In mattinata durante perquisizioni e appostamenti, gli uomini della squadra mobile della questuradi Bari avevano arrestato un altro ricercato, Donato Catinelli, 44 anni, considerato il referente dell’organizzazione mafiosa sulla zona di Polignano a Mare. Compare nelle indagini anche come l’istigatore di un violento pestaggio, commesso da Michele Parisi e da un altro uomo ai danni del cognato di Catinelli, perché convincesse sua sorella (ex moglie di Catinelli) a lasciare la casa popolare, già occupata abusivamente, e alla quale secondo loro non aveva più diritto dopo la separazione.
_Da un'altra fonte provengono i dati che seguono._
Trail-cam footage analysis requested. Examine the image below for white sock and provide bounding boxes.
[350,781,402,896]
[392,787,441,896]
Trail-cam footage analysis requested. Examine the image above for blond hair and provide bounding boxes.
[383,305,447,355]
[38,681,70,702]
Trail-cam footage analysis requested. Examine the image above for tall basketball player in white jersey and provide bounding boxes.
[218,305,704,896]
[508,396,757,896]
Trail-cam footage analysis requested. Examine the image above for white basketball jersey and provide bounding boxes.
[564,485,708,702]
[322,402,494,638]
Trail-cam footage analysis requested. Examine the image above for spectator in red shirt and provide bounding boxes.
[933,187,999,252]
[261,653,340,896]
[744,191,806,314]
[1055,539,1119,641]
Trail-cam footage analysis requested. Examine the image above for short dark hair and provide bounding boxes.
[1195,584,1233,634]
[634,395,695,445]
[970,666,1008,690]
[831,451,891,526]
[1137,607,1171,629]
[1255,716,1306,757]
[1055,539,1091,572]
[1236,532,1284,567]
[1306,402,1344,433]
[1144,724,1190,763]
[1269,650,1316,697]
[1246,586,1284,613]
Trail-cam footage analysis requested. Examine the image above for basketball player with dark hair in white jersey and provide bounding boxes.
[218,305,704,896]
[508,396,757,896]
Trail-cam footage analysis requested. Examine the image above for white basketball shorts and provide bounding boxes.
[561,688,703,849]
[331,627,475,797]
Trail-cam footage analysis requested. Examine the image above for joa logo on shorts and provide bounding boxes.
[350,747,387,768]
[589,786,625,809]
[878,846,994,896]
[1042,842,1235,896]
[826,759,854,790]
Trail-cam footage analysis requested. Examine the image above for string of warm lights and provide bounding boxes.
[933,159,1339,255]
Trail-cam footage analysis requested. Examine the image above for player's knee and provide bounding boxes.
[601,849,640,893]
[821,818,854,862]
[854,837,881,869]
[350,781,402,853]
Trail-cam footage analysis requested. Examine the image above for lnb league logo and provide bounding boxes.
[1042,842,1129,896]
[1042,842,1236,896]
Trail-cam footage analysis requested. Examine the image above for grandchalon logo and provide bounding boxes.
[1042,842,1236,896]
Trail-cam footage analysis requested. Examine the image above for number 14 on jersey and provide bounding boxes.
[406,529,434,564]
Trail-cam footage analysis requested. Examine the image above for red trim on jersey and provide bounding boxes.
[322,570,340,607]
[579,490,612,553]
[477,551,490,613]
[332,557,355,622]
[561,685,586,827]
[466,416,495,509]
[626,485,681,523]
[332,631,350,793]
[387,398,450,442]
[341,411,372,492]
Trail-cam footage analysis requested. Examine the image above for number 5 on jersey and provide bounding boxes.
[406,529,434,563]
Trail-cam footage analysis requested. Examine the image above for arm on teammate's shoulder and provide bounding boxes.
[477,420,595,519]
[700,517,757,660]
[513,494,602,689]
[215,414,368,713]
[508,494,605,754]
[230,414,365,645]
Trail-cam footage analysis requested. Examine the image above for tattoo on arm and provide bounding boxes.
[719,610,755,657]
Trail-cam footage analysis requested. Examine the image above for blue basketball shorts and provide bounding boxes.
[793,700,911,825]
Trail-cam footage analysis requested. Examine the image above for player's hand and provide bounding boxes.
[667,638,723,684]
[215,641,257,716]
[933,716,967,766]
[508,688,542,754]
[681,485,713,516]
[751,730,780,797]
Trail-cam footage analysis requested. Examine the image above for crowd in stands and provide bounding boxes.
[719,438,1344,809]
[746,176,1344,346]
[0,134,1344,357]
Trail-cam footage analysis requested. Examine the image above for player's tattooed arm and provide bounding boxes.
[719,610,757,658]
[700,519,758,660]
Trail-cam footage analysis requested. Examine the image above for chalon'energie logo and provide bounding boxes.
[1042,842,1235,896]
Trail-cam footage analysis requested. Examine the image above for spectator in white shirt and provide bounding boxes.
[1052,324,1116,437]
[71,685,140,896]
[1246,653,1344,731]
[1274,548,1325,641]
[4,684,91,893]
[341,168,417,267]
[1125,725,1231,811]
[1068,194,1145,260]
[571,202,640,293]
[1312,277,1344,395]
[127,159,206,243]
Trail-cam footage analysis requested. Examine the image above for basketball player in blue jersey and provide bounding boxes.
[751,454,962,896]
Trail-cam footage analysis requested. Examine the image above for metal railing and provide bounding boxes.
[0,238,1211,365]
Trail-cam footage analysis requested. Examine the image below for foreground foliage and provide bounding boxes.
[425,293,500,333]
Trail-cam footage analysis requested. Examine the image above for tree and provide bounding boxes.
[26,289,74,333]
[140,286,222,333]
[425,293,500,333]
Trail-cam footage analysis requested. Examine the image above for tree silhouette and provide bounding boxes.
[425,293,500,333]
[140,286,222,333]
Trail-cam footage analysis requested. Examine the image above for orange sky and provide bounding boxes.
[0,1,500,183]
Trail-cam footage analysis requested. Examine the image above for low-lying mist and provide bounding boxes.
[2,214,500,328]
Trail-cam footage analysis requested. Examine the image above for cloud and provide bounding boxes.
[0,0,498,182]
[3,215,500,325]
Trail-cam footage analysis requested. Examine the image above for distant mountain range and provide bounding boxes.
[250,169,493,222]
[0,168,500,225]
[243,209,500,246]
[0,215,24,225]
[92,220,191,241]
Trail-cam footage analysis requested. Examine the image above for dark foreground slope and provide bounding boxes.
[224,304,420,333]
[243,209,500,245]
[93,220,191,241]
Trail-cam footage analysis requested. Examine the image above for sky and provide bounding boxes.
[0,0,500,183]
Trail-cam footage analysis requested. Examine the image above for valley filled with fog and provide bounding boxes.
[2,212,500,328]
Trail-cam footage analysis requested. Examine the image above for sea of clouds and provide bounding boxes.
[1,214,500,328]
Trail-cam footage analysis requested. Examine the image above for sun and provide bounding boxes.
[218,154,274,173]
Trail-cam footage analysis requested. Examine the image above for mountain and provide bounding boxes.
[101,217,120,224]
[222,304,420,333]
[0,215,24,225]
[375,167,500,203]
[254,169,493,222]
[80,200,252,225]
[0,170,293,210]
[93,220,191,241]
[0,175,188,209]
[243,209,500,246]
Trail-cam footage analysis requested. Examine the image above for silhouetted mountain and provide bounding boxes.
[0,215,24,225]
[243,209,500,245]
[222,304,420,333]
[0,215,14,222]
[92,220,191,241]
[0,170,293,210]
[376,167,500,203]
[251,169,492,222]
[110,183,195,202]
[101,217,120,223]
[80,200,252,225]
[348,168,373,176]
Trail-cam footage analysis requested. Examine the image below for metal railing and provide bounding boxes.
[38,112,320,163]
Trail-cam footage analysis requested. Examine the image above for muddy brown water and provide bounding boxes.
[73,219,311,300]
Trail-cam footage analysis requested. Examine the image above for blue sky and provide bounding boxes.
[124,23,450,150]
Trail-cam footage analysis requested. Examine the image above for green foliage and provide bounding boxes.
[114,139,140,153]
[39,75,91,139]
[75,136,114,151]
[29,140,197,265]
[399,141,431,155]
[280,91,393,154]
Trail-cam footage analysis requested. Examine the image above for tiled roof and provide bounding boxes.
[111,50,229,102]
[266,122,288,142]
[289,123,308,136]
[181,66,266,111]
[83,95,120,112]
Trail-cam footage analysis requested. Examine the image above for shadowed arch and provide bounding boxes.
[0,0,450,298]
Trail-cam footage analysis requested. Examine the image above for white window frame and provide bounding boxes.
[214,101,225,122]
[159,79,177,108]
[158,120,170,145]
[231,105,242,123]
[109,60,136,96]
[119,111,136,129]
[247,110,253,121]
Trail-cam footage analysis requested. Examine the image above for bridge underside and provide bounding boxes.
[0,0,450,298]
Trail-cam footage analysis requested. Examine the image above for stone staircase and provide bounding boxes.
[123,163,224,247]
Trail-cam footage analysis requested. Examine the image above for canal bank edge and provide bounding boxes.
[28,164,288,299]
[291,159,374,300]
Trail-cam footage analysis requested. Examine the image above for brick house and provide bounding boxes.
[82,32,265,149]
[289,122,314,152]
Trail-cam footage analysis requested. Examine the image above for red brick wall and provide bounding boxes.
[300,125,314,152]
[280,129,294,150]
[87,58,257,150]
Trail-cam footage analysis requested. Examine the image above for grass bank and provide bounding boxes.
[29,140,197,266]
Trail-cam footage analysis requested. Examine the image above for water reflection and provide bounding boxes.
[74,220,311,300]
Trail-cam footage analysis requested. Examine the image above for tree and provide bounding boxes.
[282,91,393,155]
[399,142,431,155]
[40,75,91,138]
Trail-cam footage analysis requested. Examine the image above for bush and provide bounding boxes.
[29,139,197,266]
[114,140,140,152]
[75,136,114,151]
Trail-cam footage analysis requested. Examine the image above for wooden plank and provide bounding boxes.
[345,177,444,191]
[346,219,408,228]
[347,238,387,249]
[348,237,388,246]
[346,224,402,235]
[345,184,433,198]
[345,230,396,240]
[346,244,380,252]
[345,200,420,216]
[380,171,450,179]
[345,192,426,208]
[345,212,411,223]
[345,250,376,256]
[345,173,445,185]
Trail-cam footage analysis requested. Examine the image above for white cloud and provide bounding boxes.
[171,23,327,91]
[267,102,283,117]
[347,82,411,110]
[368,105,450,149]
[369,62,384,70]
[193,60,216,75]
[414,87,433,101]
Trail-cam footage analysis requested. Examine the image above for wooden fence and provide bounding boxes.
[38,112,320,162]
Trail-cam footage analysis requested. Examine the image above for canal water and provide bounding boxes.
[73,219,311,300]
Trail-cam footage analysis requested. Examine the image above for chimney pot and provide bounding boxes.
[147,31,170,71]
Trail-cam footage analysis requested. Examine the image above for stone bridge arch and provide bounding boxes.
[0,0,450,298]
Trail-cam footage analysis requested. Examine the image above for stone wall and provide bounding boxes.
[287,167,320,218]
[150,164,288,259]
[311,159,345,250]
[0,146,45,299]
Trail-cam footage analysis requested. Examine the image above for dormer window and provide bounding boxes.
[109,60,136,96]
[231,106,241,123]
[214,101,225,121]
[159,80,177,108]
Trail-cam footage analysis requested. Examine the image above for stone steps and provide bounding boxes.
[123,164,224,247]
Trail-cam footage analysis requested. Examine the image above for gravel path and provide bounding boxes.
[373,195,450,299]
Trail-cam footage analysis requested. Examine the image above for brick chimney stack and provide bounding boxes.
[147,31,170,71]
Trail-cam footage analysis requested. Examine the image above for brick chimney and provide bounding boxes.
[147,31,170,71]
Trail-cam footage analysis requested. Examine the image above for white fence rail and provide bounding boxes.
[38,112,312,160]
Gli investigatori della squadra mobile e i colleghi del Servizio centrale operativo hanno eseguito anche le misure patrimoniali disposte dal gip Alessandra Piliego con un decreto di sequestro preventivo. Sotto sigillo tre pizzerie, tre bar, due rivendite di frutta, pesce e carne, due imprese edili, tre immobili, sette auto, quattro moto, sei conti correnti bancari con un saldo attivo di 43mila euro, oltre a 3mila euro in contanti. E ancora: sette orologi di valore, oggetti d’oro (alcuni con particolare valore simbolico) per un peso di tre chili e pietre preziose. Il sequestro, operato fra Bari e Bitonto, è stato stimato per un valore di 5 milioni di euro.